Friday, July 19, 2019

PATAH (11)



         "Ra, di cariin Ka Adam tuh" Ghea yang baru masuk ke dalam kelas menunjuk sesosok lelaki yang berdiri sambil senyum-senyum di depan kelas. "Males ah gue" jawabku jujur. "Kalo lu ngga samperin dia, dia bakal masuk ke kelas" Ghea memperingati. Aku menarik nafas panjang kemudian menghampirinya ke depan kelas. "Ada apa?" tanyaku langsung pada intinya. "Gue mau kasih lu sesuatu" ia mengambil sesuatu dari dalam tasnya. "Coklat?" tanyaku heran saat melihat apa yang ia ambil. "Iya, buat lu" katanya dengan senyum yang tak pernah hilang. "Yaa makasih, gue balik ke dalem ya ka. Mau belajar!" jawabku ketus tak peduli dengan reaksi dia.
          "Lu di kasih coklat? Waah enak bangeet" Ghea dengan muka manisnya. Aku hanya mengangguk lalu duduk di sampingnya. "Ka Adam nembak lu, Ra?" tiba-tiba saja Ghea bertanya seperti itu. Aku menggeleng sekuat tenaga. "Gue kan udah bilang kalo gue ngga minat sama dia. Lagian dia udah gue jauhin masih aja sih usaha terus" aku menggerutu. Ghea hanya tertawa lepas. Aku menatap Ghea tajam. "Kok ketawa sih?" tanyaku heran. Ghea masih saja tertawa tanpa henti.
          Tepat Adzan Magrib aku sampai rumah, rasanya lelah sekali dengan jadwal hari ini. Semua dosen memberi tugas dan semua dosen meminta dikumpulkan hari ini. Hampir saja patah tanganku dipaksa menulis banyak. "Baru balik?" Bang Indra yang sedang mengerjakan skripsi menyapaku. "Gilaaa aku capek banget, Bang!
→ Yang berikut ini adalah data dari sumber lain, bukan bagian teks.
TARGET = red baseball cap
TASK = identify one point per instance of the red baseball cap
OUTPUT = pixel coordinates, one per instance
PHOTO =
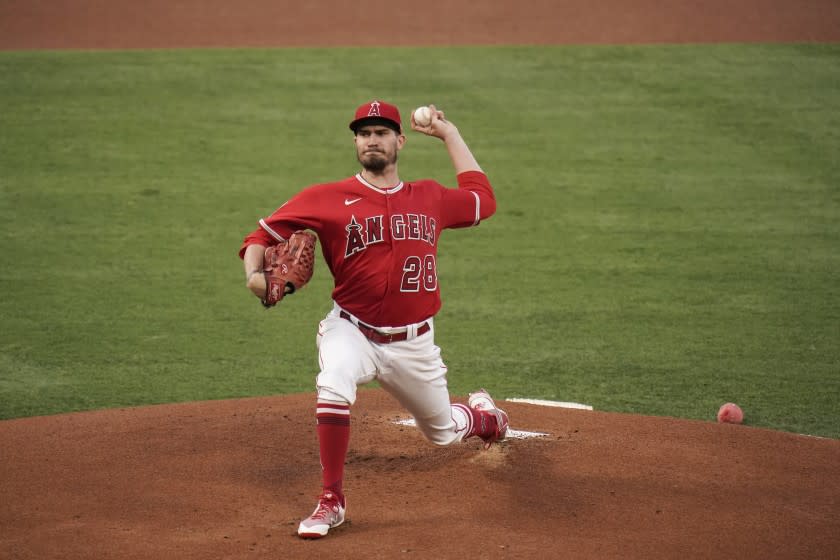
(377, 112)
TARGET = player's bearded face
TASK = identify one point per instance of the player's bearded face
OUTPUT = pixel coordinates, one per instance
(377, 147)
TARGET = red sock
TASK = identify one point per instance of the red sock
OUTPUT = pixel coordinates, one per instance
(333, 440)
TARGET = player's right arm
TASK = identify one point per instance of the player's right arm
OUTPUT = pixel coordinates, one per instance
(460, 154)
(253, 262)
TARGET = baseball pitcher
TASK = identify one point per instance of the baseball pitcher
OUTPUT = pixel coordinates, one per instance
(379, 237)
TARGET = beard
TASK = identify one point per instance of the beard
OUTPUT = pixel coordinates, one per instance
(376, 162)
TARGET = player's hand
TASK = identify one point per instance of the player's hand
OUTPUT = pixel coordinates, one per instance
(256, 283)
(439, 127)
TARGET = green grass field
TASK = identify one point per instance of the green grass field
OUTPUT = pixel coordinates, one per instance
(667, 239)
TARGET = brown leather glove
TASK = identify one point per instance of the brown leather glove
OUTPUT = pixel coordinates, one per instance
(288, 266)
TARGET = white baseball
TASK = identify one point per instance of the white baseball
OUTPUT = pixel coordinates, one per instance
(423, 116)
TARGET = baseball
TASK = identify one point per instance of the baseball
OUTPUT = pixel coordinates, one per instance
(423, 116)
(730, 413)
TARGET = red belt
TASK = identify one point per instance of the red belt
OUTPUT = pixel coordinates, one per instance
(384, 338)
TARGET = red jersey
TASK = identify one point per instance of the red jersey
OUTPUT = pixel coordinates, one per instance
(381, 244)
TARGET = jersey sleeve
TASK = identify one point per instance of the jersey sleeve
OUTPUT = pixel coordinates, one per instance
(470, 203)
(299, 212)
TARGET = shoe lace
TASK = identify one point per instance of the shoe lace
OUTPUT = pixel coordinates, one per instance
(327, 503)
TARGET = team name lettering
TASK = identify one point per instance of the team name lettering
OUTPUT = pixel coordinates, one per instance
(411, 227)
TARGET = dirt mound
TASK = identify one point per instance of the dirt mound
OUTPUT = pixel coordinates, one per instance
(232, 479)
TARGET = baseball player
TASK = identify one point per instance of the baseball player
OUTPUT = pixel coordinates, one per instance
(379, 237)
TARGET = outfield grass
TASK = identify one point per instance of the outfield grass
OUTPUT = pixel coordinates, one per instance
(668, 233)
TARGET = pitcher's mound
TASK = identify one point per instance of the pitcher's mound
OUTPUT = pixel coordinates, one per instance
(232, 479)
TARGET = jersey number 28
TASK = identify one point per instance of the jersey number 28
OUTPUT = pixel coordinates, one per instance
(417, 271)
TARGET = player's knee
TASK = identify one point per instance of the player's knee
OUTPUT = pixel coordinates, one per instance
(335, 387)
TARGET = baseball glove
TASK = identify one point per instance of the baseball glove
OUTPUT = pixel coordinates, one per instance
(288, 266)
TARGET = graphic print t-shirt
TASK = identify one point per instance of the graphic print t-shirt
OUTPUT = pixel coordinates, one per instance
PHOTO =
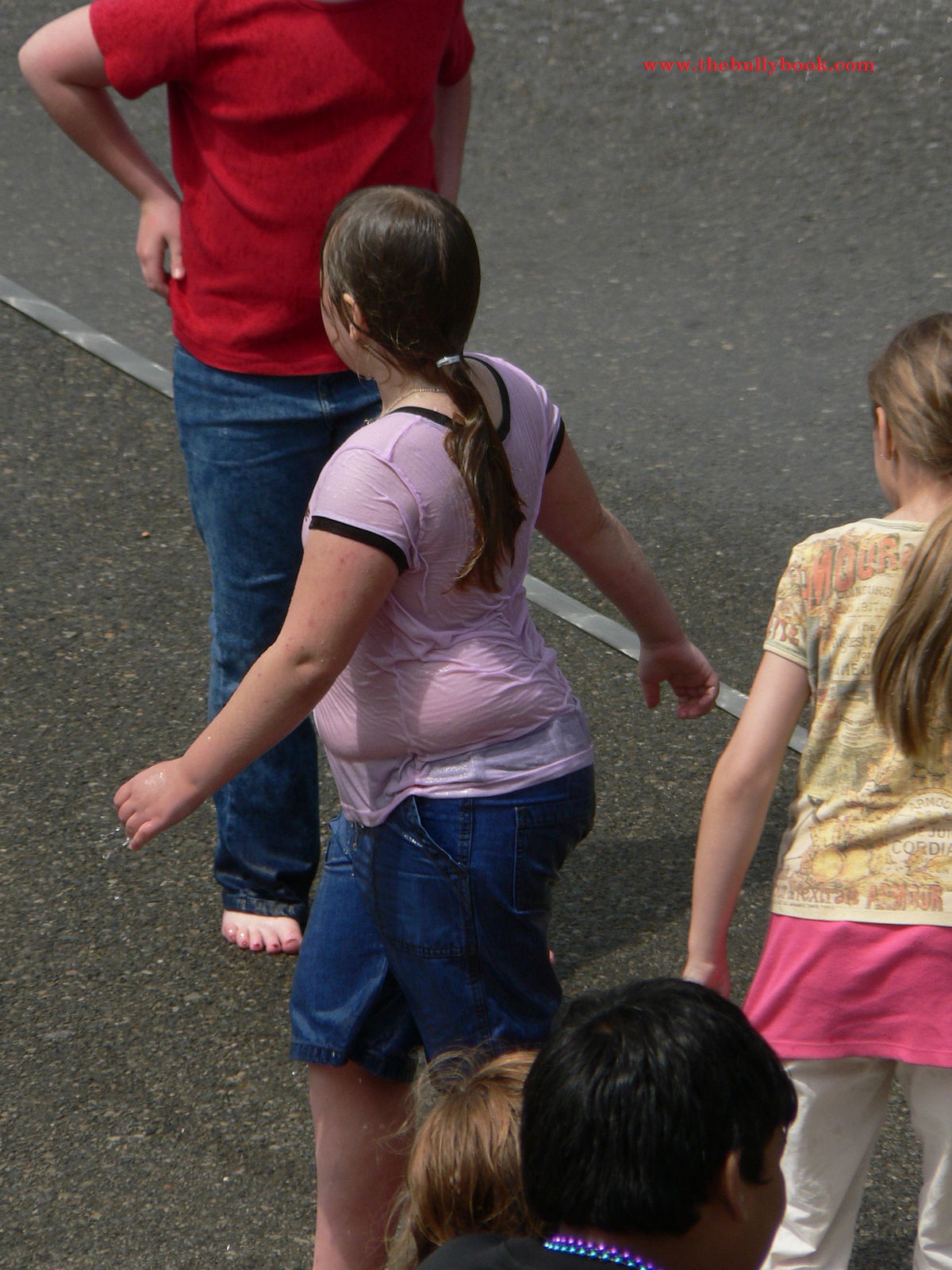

Aku mau langsung tidur yaa" keluhku yang ingin segera masuk kamar. "Gue mau ngobrol sama lu, Ra" Bang Indra menahanku. Aku akhirnya duduk di sofa dekat Bang Indra.
           "Mau ngobrol apa?" tanyaku tanpa basa-basi. "Soal Papa dan Tante Lintang" Bang Indra menutup laptopnya. Aku menatap Bang Indra tajam, menanyakan apa maksudnya? Bang Indra membenarkan posisi duduknya dan menarik nafas panjang. "Gue setuju kalo Papa mau nikah lagi, kebetulan Tante Lintang itu teman lama Papa. Mereka memang dekay dari dulu, bahkan ssbelum Papa ketemu Mama" Bang Indra mencoba menjelaskan fakta yang aku belum tahu. "Aku ngga nyangka Bang Indra bisa secepat itu setuju. Aku sih ngga ngerasa Papa perlu nikah lagi, kita kan udah dewasa!" jawabku ketus. Aku beranjak dari dudukku dan masuk ke dalam kamar. Bang Indra masih terdiam dan tidak menyangka kalau Rara sangat tidak ingin Papa menikah lagi. Aku di dalam kamar hanya menangis sejadi-jadinya. Aku kecewa dengan Bang Indra yang begitu mudahnya menerima orang lain untuk masuk ke dalam keluarga ini. Selain Mama baru, Bang Indra akan punya adik baru dan itu jelas sangat mengganggu. Bagiku, Bang Indra adalah abang aku satu-satunya dan aku harus menjadi adiknya Bang Indra satu-satunya juga!